Le secret de la défense doit être protégé et il l’est déjà largement. J’y suis favorable, par principe, et ne suis pas opposée à ce qu’il le soit davantage. Cette volonté d’une plus grande protection répond sans doute à l’émotion légitime des avocats à la suite de l’affaire dite « des fadettes », qui a choqué aussi nombre de magistrats et d’anciens magistrats, dont je fais partie. Mais les excès individuels ne sont pas systémiques. Le secret est respecté dans la quasi-totalité des enquêtes. Combien de perquisitions dans un cabinet d’avocat sont-elles menées par an ? Le nombre n’a pas été communiqué, je ne pense pas qu’il soit très élevé. Et les magistrats ne débarquent pas dans un cabinet comme bon leur semble mais parce qu’une procédure pénale en cours vise un client de l’avocat.
L’extension du secret aux activités de conseil va-t-elle changer la donne en matière économique et financière ?
L’activité de conseil fait partie intégrante de la mission de l’avocat, qui ne se limite pas à la représentation et à l’assistance de ses clients en justice. Elle doit donc être protégée. Dans la pratique les juges ne saisissent pas n’importe quel document. Et toute la correspondance entre un avocat et son client est déjà couverte par le secret.
Les autres mesures pour encadrer les enquêtes vont-elles constituer un frein pour les magistrats ?

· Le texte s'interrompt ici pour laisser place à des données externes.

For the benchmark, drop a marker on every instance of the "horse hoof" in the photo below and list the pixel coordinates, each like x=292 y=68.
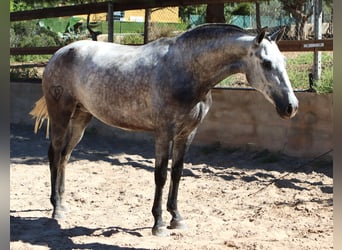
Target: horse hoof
x=178 y=224
x=58 y=215
x=160 y=231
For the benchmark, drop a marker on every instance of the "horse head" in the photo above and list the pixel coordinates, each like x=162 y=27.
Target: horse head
x=266 y=72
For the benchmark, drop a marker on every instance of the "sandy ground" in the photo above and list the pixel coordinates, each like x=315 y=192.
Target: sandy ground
x=224 y=196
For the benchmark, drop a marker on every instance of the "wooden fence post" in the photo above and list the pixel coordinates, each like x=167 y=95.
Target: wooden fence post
x=318 y=35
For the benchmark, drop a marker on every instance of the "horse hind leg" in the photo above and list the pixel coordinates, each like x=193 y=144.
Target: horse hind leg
x=63 y=140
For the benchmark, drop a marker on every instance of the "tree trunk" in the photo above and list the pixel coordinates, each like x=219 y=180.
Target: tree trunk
x=215 y=13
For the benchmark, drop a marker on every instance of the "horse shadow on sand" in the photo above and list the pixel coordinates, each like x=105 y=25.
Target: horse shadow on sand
x=47 y=232
x=30 y=148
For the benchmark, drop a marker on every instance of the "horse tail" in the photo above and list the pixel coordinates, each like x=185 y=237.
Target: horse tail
x=40 y=113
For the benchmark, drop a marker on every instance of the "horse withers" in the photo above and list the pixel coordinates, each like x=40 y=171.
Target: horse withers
x=163 y=87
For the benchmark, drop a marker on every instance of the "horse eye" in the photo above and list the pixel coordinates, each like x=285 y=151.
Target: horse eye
x=267 y=64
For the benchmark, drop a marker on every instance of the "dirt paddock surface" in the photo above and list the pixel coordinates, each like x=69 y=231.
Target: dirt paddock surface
x=225 y=196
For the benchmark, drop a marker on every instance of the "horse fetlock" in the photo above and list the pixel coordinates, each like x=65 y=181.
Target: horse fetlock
x=58 y=214
x=160 y=231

L’un des changements importants apportés par le texte est qu’il prévoit que lorsque la perquisition est justifiée par la mise en cause de l’avocat, elle ne pourra être autorisée que s’il existe des raisons plausibles de soupçonner celui-ci d’avoir commis ou tenté de commettre l’infraction qui fait l’objet de la procédure. Actuellement, ce n’est pas le cas. La protection des avocats en sera renforcée mais les enquêtes deviendront sans doute plus difficiles à faire progresser. C’est la raison pour laquelle j’ai déposé un amendement (retenu par le gouvernement) tendant à ce que la perquisition soit possible lorsqu’il existe des raisons plausibles de soupçonner l’avocat d’avoir commis non seulement l’infraction qui fait l’objet de la procédure mais encore une infraction connexe comme des actes de recel ou de blanchiment des produits de l’infraction.
Votre autre amendement permettant aux enquêtes préliminaires en matière de grande délinquance économique et financière, menées par le Parquet national financier, de pouvoir durer jusqu’à cinq ans, comme c’est le cas pour le terrorisme et la criminalité organisée, n’a pas été retenu. Pourquoi ?

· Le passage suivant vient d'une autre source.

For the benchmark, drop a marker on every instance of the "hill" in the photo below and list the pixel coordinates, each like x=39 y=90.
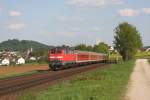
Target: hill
x=21 y=45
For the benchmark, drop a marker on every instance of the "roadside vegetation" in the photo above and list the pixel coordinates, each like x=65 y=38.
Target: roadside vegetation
x=103 y=84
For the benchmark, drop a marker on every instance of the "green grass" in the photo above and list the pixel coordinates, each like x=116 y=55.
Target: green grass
x=8 y=76
x=143 y=54
x=103 y=84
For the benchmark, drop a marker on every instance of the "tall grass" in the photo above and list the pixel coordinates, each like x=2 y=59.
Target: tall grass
x=102 y=84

Le garde des Sceaux a refusé cette extension, qui permettait pourtant de donner les moyens aux services de police judiciaire de mener à bien des enquêtes lourdes et complexes. L’ouverture d’une information, au bout de trois ans d’une enquête préliminaire inachevée n’est pas une réponse pénale satisfaisante. Cela pourrait ressembler à un enterrement ou presque : les affaires seront sans doute jugées, mais dix à quinze ans après les faits. Je déposerai à nouveau cet amendement en séance publique.
Il faut faire attention. En sanctuarisant la délinquance économique et financière, on risque d’accréditer l’idée d’une justice à deux vitesses, selon le degré de fortune des justiciables, ce qui n’est pas de nature à renforcer la confiance des Français en l’institution judiciaire. Mon autre crainte, plus fondamentale, est que cette réforme constitue un premier pas pour ceux qui n’acceptent pas la logique procédurale de l’enquête préliminaire, au motif qu’elle n’est pas contradictoire et qu’elle est en décalage par rapport aux normes anglo-saxonnes. Il faudra là encore trouver le bon équilibre entre le besoin toujours croissant de transparence et de contradictoire et l’efficacité de notre justice pénale.